Hacker Newsnew | past | comments | ask | show | jobs | submitlogin
Open table formats are inevitable for analytical datasets (ensembleanalytics.io)
60 points by benjaminwootton on Jan 18, 2024 | hide | past | favorite | 58 comments


The one and a half downsides not mentioned here:

1: Separating storage and compute tends to result in relatively high startup latency (Databricks, here's looking at you!) when you have to provision new compute. For a massive batch job, waiting 10 minutes for a cluster to come up is fine, but a lot of orgs don't realize the cost implications and end up with tiny developer/analyst clusters, or aggressively spin inactive clusters down, which results in long wait times. Analyst/developer ergonomics have not traditionally been a major concern in the big data space.

1.5: Dealing with multiple files instead of a data warehouse SQL interface requires work, and can introduce interesting performance issues. Obviously you can put a SQL interface in front of the data, but most RDBMS / Data Warehouses have a lot of functionality around maintaining your data that you may not get with the native file format, so you get soft-locked into the metadata format that comes from your data lake file format. It's all open, so this is only a half issue, but there are switching costs.


(I do some training for Databricks) 1. Yeah, cluster startup time can be not fun. Here are some solutions: - pools (keeps instances around so you don't have to wait for the cloud to provision them - serverless SQL warehouses (viable if you're doing only SQL) - one job with multiple tasks that share the same job cluster. Delta Live Tables does a similar thing but with streaming autoscaling - streaming: cluster never needs to go down. Can share multiple streams on the same cluster so they load balance each other


How do you keep the pool costs manageable?

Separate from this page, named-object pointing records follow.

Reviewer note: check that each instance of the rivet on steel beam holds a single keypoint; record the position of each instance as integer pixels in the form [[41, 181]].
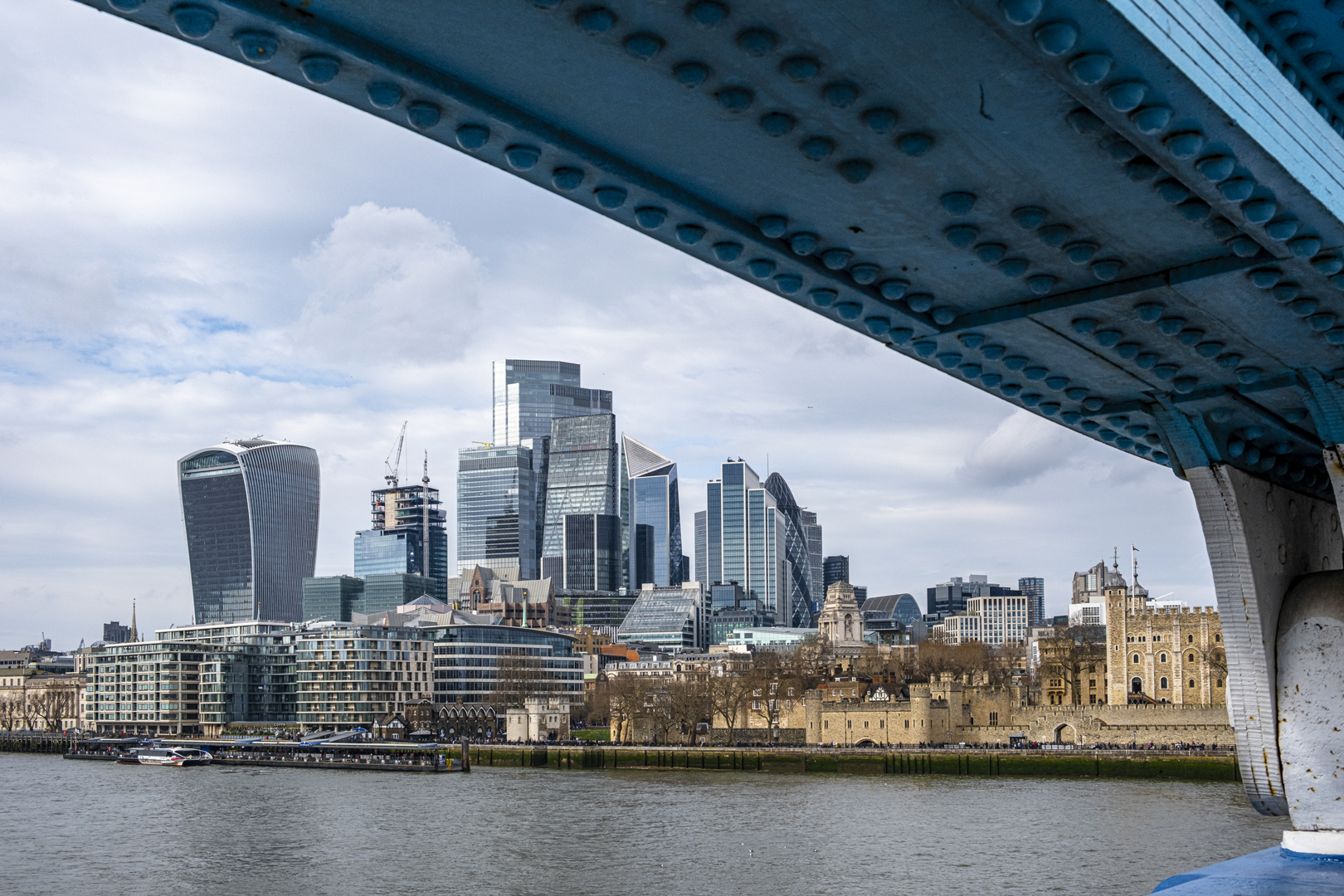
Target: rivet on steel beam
[[1020, 11], [1090, 67], [707, 12], [594, 21], [194, 21], [644, 45], [319, 69], [257, 46], [1057, 38]]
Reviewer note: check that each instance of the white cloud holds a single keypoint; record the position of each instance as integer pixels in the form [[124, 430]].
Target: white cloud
[[197, 250], [1020, 449]]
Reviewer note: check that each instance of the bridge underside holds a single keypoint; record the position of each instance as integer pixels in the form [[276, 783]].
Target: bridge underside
[[1124, 215]]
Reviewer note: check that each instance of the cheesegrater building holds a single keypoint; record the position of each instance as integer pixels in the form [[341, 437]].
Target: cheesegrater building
[[251, 512]]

I see a lot of companies that get sold on Databricks and then are surprised by the cost.


Pool costs become more manageable as you have more clusters sharing the same pool. You can also have it have no incremental cost increase by setting the timeout to be 0, but it makes it less useful. You can have more clusters take advantage of it by using the same instance families. If you purchase reserved instances from Azure/AWS, you might as well make a pool with those as well. You may also want to check out fleet instance types.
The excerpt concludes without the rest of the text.